The tablespoons to grams converter translates US tablespoon measurements into grams for common cooking ingredients. Because a tablespoon is a volume measurement and grams measure mass, the conversion depends on the ingredient density. That means the spoon size itself never changes, but the weight behind it does, which is why a spoonful of honey and a spoonful of flour are nowhere near the same in grams.
That difference matters quickly: one tablespoon of honey weighs much more than one tablespoon of flour, even though the spoon size is identical. This tool applies ingredient-specific weights automatically and shows comparison values for common spoon, cup, and reference amounts. It also helps when you need to scale a recipe without relying on a guess about how packed the spoon was.
Use it when a recipe gives tablespoons but you want a repeatable weight in grams. The page keeps the ingredient-specific density front and center so the answer is usable for both home cooking and more consistent baking work.
Use this converter when a recipe gives tablespoons but you want a repeatable weight in grams.
It is especially useful in baking, where flour, sugar, butter, and syrups can vary enough by scoop and packing method to change the result noticeably. It also reduces the chance that two different cooks interpret the same spoon measure in slightly different ways.
Grams = Tablespoons × Grams-per-Tablespoon (ingredient-specific). 1 US tablespoon = 14.787 mL. Grams per tbsp varies by ingredient density.
Result: 4 tbsp flour = 31.24 g = 59.15 mL = 12 tsp = ¼ cup
4 tablespoons of all-purpose flour at 7.81 g/tbsp = 31.24 grams. Volume is 4 × 14.787 = 59.15 mL.
Baking is chemistry. A cup of flour can weigh anywhere from 110 g to 170 g depending on how it's scooped, sifted, and packed. Professional bakers always weigh ingredients in grams for repeatable results. Converting tablespoon measurements to grams improves consistency dramatically.
A US tablespoon = 14.787 mL. A UK (imperial) tablespoon = 17.76 mL. An Australian tablespoon = 20 mL. A metric tablespoon (used in some countries) = 15 mL. Always confirm which tablespoon standard your recipe uses before converting.

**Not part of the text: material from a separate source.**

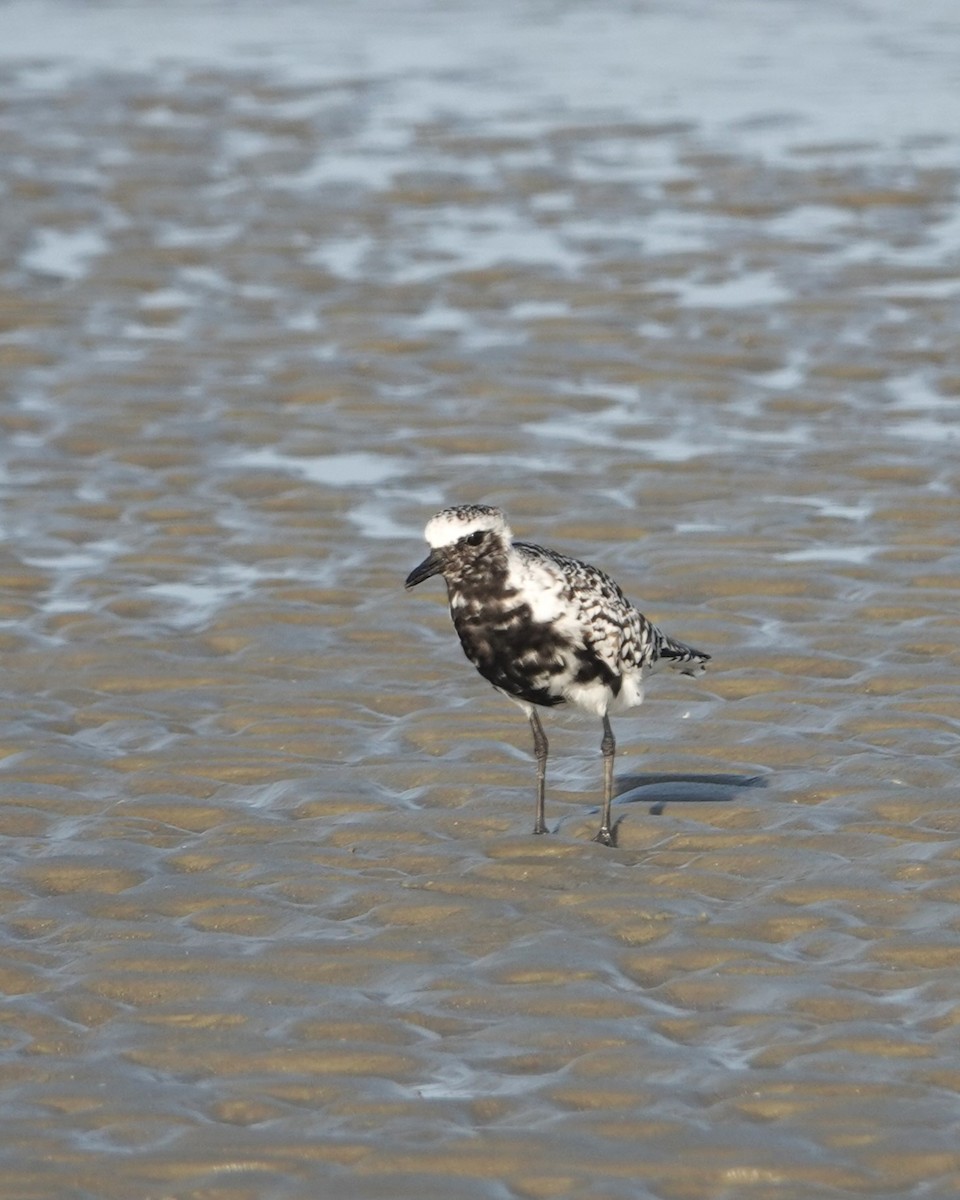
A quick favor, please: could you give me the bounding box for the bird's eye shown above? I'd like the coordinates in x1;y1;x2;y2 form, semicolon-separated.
466;530;485;546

1 US cup of all-purpose flour ≈ 125 g. 1 cup of granulated sugar ≈ 200 g. 1 cup of butter ≈ 227 g (2 sticks). Knowing these anchor values lets you estimate tablespoon portions quickly: divide by 16 tablespoons per cup.

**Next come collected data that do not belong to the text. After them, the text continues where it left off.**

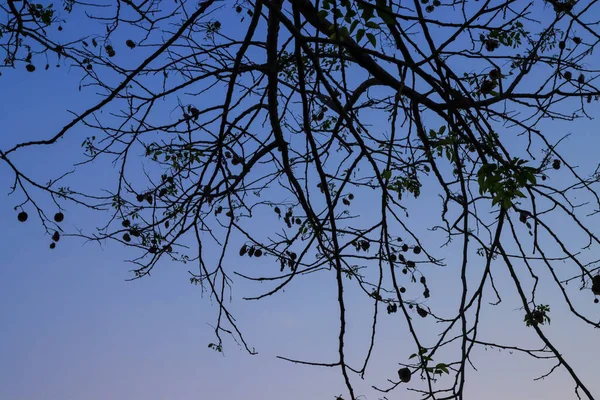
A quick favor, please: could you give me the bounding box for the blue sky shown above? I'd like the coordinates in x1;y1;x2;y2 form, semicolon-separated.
2;1;600;399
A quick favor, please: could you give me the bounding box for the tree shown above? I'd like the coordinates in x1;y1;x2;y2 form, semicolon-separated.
2;0;600;398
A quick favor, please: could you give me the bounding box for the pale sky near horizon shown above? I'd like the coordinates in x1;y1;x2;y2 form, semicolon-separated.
2;2;600;400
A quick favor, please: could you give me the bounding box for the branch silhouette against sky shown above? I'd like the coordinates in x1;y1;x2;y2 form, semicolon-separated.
2;1;600;399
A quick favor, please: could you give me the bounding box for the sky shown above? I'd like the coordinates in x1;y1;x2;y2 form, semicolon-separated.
1;1;600;400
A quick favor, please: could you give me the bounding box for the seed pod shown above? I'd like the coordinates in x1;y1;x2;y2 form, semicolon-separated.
552;159;561;170
123;233;131;242
18;211;28;222
122;219;131;228
592;275;600;295
489;68;500;80
413;246;421;254
416;305;428;318
126;39;136;49
239;245;248;256
52;231;60;242
398;367;411;383
480;80;495;94
485;39;499;52
105;45;116;57
54;212;64;223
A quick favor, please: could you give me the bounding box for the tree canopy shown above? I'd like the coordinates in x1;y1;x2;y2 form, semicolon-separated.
2;0;600;398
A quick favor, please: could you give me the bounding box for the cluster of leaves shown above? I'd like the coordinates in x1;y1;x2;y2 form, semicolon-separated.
477;159;537;210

It depends on the ingredient. Water: 14.79 g. Flour: 7.81 g. Sugar: 12.5 g. Butter: 14.19 g, so the ingredient label matters as much as the spoon size.

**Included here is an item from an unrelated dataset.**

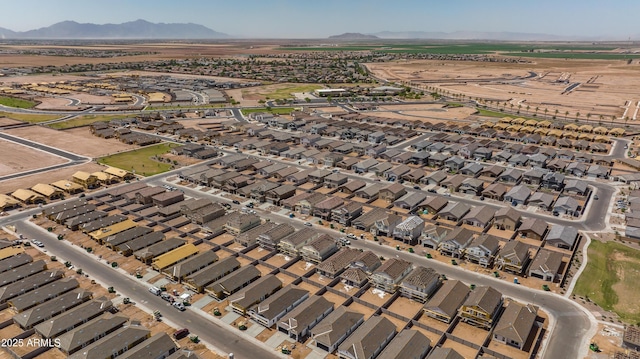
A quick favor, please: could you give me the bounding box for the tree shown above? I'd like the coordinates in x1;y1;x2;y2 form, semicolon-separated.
586;113;592;123
526;105;531;114
565;110;570;120
554;109;559;119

1 level US tablespoon of all-purpose flour weighs approximately 7.81 grams. That is the value used by the converter for the flour preset.
1 level US tablespoon of granulated sugar weighs approximately 12.5 grams. Packed or heaped sugar will weigh more, so the level-spoon assumption matters.
A tablespoon measures volume (14.787 mL). Dense ingredients (honey, salt) weigh more per tablespoon than light ingredients (flour, cocoa) of the same volume, which is why density has to stay ingredient-specific.
16 US tablespoons = 1 US cup. That is the standard kitchen conversion used for US recipes.
No. A US tablespoon is 14.787 mL, while an Australian tablespoon is 20 mL, about 35% larger. Adjust gram values proportionally if the recipe uses the larger spoon.